The Traditional School at Home Method of Homeschooling
Traditional School at Home
The Traditional or School at Home method of is exactly what the term suggests: school at home, and often people who are not familiar with home education will think of this approach as the only one when they first hear about educating children in the homeschool environment.
In fact, many new homeschool families start their career as educators this way, simply because that’s what they have been programmed to think of when they hear the word education.
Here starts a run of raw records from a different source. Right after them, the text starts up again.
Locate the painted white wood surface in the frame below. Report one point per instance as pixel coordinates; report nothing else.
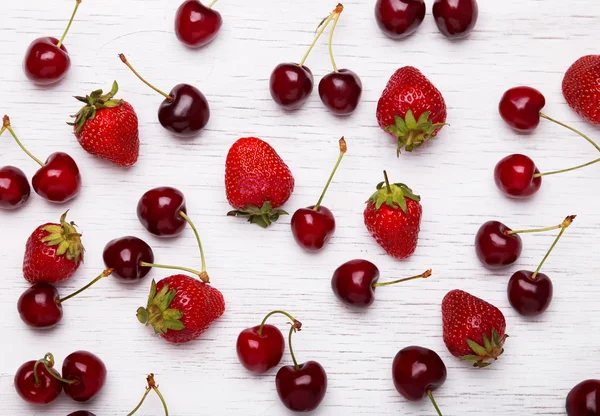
(516, 42)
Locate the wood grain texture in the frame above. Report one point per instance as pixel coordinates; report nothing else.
(529, 42)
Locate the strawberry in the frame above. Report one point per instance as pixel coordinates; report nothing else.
(53, 252)
(257, 181)
(180, 308)
(473, 328)
(108, 128)
(581, 87)
(411, 108)
(393, 218)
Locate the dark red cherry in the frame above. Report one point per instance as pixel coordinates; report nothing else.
(584, 399)
(528, 295)
(520, 108)
(399, 18)
(301, 389)
(515, 176)
(14, 188)
(260, 353)
(124, 256)
(196, 24)
(88, 373)
(158, 211)
(495, 247)
(290, 85)
(455, 18)
(38, 306)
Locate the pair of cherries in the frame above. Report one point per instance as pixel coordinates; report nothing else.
(291, 84)
(301, 387)
(401, 18)
(83, 376)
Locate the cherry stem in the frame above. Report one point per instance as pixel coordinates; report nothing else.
(568, 221)
(423, 275)
(572, 129)
(6, 126)
(60, 42)
(104, 274)
(343, 149)
(434, 403)
(126, 62)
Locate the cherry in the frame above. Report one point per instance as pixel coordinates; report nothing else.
(417, 372)
(584, 399)
(355, 281)
(58, 180)
(86, 374)
(261, 347)
(37, 382)
(196, 24)
(184, 111)
(399, 18)
(47, 60)
(455, 18)
(312, 227)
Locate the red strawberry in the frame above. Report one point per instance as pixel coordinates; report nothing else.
(180, 308)
(257, 181)
(108, 128)
(473, 328)
(581, 87)
(393, 217)
(411, 109)
(53, 252)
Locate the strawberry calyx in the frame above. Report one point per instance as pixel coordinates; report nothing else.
(412, 133)
(157, 313)
(485, 354)
(94, 102)
(263, 216)
(66, 237)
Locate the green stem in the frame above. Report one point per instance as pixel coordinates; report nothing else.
(343, 149)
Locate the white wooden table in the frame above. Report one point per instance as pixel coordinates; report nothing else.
(529, 42)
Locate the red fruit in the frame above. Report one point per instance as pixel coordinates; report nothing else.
(108, 128)
(473, 328)
(180, 308)
(257, 181)
(581, 87)
(53, 252)
(393, 218)
(411, 108)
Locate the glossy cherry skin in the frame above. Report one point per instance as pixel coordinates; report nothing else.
(259, 353)
(353, 282)
(584, 399)
(514, 176)
(187, 113)
(301, 390)
(195, 24)
(455, 18)
(340, 91)
(14, 188)
(44, 63)
(124, 256)
(38, 306)
(313, 229)
(520, 108)
(88, 371)
(529, 297)
(496, 249)
(290, 85)
(417, 371)
(158, 211)
(58, 180)
(46, 392)
(399, 18)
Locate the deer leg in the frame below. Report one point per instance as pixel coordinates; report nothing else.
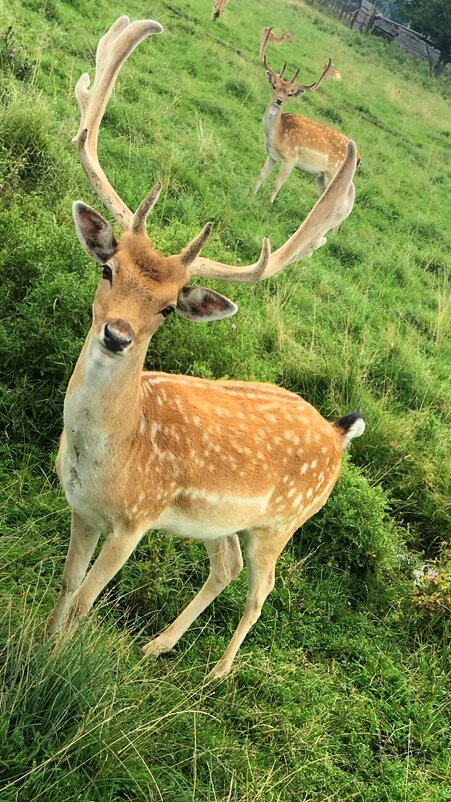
(321, 183)
(115, 552)
(262, 550)
(83, 540)
(285, 171)
(226, 563)
(266, 169)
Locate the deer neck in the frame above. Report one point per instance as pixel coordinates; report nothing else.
(103, 396)
(271, 122)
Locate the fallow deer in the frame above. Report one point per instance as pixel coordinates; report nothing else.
(218, 8)
(275, 38)
(148, 450)
(294, 140)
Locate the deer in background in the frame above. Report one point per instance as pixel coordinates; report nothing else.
(274, 38)
(218, 8)
(294, 140)
(148, 450)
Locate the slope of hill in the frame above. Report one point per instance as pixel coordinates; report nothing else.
(340, 691)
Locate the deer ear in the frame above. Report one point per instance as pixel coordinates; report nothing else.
(94, 233)
(202, 305)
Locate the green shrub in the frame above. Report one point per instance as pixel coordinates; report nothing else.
(354, 530)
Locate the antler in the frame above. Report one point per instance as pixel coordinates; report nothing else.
(328, 70)
(266, 33)
(334, 206)
(113, 49)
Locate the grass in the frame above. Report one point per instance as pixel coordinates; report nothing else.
(340, 692)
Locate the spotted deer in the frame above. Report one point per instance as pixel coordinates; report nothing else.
(148, 450)
(275, 38)
(293, 140)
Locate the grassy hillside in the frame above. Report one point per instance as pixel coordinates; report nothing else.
(340, 691)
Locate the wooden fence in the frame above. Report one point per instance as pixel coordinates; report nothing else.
(364, 16)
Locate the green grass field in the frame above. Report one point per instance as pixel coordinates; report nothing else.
(341, 691)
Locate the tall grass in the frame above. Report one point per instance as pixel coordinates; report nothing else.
(340, 692)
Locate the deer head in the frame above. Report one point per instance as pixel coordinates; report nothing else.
(283, 89)
(140, 287)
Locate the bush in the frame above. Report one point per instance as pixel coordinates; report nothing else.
(354, 530)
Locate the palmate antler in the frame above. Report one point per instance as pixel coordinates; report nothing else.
(334, 206)
(113, 49)
(328, 70)
(331, 209)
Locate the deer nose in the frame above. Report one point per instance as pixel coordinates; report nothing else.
(117, 335)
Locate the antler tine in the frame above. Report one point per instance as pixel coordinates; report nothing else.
(328, 69)
(113, 49)
(334, 206)
(264, 41)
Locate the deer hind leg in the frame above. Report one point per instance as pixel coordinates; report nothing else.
(83, 540)
(262, 550)
(285, 171)
(266, 169)
(226, 563)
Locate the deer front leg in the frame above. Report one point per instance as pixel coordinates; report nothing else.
(285, 171)
(266, 169)
(226, 563)
(262, 550)
(113, 555)
(83, 540)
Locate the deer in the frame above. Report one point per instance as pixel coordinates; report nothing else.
(218, 8)
(296, 141)
(275, 38)
(144, 450)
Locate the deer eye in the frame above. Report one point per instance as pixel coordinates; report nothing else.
(167, 310)
(107, 273)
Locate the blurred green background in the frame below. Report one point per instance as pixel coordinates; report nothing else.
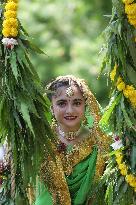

But probably relatively few families will continue to follow the Traditional or School at Home formula throughout their entire existence as home educators.
There are, however, homeschooling families that really thrive on the routine and the traditional teaching style, and stick with it until their last child has earned his high school diploma and is off to college or finds himself a job.
A School at Home family will typically employ a schoolish attitude towards learning, work with daily and weekly schedules, use books and teaching methods that are the same as those used in schools, or similar educational materials and resources.
They are likely to stick to pre-set educational and developmental goals for their children, grade “homework” and papers, have “school” during ordinary school hours, and their children have school holidays just like their school-attending peers in their area.
School may be done at the kitchen table, or even in a separate room of the house set up as a classroom.
The Pros on Cons
Advantages of the Traditional School at Home Method:
- Its highly structured approach to learning gives new and uncertain home educators a solid framework to rely on.
- Ideal for families that thrive on a highly structured routine.
- May work really well for children with special needs in, for example, the autistic spectrum.
Disadvantages of the School at Home Method:
- Its highly structured approach may not fit your family’s lifestyle or needs.
- This traditional method is very time consuming, and may put a high strain on the home educating parent because of all the paperwork involved.
- Children may loose their natural enthusiasm for learning because the textbooks are not interesting enough and there are too many drills involved, and frequent struggles to make the children do their lessons may be the sad result.
- May be financially challenging because of all the textbooks and other educational materials that need to be bought.
- May result in purchasiing second hand curricula to avoid high costs, which may not be wise, as those materials may be outdated.